Educate your organization and address problems
"Information security policy" -- have the shivers yet? A tremendous amount of research and effort goes into crafting an organization's information security policy. There are legal and liability reasons for much of what a typical information security policy covers. Unfortunately, in a practical sense, dozens (or hundreds) of pages covering a large amount of ground do not assist the typical information worker in making daily judgment calls on how to use and store confidential information.
Once the definition of "confidential" is determined and the use of confidential information has been measured, the next step is to use that insight to author a practical and concise policy.
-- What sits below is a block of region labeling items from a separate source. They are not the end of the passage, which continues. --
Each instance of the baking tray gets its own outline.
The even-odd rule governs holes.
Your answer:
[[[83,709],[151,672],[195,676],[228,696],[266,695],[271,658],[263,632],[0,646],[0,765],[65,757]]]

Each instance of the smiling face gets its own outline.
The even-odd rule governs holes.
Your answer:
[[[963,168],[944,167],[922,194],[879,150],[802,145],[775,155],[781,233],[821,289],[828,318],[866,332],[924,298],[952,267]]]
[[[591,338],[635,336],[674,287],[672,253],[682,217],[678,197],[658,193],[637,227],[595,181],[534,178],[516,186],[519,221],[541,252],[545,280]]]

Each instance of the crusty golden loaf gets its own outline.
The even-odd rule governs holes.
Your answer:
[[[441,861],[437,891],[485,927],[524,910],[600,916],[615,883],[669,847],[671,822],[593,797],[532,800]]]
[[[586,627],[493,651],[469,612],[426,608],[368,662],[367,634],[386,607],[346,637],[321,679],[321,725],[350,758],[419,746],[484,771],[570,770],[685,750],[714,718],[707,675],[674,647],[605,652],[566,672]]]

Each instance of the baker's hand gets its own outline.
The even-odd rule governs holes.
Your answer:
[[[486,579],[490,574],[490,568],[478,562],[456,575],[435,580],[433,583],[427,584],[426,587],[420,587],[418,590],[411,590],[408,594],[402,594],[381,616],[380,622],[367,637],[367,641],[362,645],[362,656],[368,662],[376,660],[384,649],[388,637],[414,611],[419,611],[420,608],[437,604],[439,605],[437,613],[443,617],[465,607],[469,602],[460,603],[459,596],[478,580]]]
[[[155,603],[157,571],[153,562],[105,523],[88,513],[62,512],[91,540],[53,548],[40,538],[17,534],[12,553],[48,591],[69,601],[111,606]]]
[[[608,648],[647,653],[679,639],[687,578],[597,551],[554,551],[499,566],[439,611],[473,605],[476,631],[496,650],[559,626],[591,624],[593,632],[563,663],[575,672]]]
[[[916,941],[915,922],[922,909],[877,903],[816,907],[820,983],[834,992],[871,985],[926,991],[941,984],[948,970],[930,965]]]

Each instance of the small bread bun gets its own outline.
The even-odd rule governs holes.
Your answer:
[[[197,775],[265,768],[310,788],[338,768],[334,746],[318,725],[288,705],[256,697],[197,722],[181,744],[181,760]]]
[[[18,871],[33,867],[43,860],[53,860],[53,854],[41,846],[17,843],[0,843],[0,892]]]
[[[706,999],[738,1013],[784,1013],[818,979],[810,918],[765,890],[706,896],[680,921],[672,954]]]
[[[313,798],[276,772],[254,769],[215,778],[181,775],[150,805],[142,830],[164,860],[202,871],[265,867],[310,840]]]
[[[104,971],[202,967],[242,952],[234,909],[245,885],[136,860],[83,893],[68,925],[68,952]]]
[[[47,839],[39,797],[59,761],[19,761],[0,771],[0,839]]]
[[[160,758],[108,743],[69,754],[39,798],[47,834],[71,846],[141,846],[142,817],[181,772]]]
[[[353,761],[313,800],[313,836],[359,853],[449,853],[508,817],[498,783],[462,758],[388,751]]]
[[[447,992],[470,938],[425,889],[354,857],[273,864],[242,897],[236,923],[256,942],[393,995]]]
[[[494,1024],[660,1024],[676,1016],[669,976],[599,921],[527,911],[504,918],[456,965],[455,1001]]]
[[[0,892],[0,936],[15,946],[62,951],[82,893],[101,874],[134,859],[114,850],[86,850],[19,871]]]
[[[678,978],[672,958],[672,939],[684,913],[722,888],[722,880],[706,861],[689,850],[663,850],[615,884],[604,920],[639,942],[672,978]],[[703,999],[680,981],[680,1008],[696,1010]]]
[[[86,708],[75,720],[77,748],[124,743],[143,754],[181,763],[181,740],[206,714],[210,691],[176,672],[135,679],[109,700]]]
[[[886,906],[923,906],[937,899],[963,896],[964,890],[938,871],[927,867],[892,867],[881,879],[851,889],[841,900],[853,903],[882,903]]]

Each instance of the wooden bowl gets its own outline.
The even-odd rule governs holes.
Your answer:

Your goal should be to keep the policy under a half-page in length, and to use it to define, in stereotypical "30 second elevator conversation," what data is confidential, and how it should be used.
Following the creation of that policy, three actions should be taken:
➢ Resolve process issues that violate the policy and cause ongoing incidents.
➢ Educate users on the policy.
➢ Provide ongoing, real-time notification to users.
As early adopters in the industry take on data loss prevention projects, there are many indications that clear, concise communication, coupled with education, can reduce data loss incidents by more than 90 per cent.
Prevent data loss from occurring
If process change, user education and real-time notification can reduce risk by 90 per cent, technological enforcement can narrow the remaining 10 per cent. The real key, however, is to make security an ongoing priority. Invest wisely and consistently in security technology that is tailored to manage the specific risks your organization is likely to face.
One way to do this is to dedicate an internal or external resource to monitor and manage security issues, making sure that this resource reports to the appropriate stakeholders. This strategy allows you to monitor security risks in real time, keeping the organization informed and involved in the security of your data.
Data loss is a threat that will continue to weigh heavily on the minds of IT executives everywhere, but there are tested and proven ways to safeguard your organization. By defining your data, educating your staff and taking proactive measures to prevent data loss, you will be able to dramatically mitigate your risk of falling victim to this common security threat.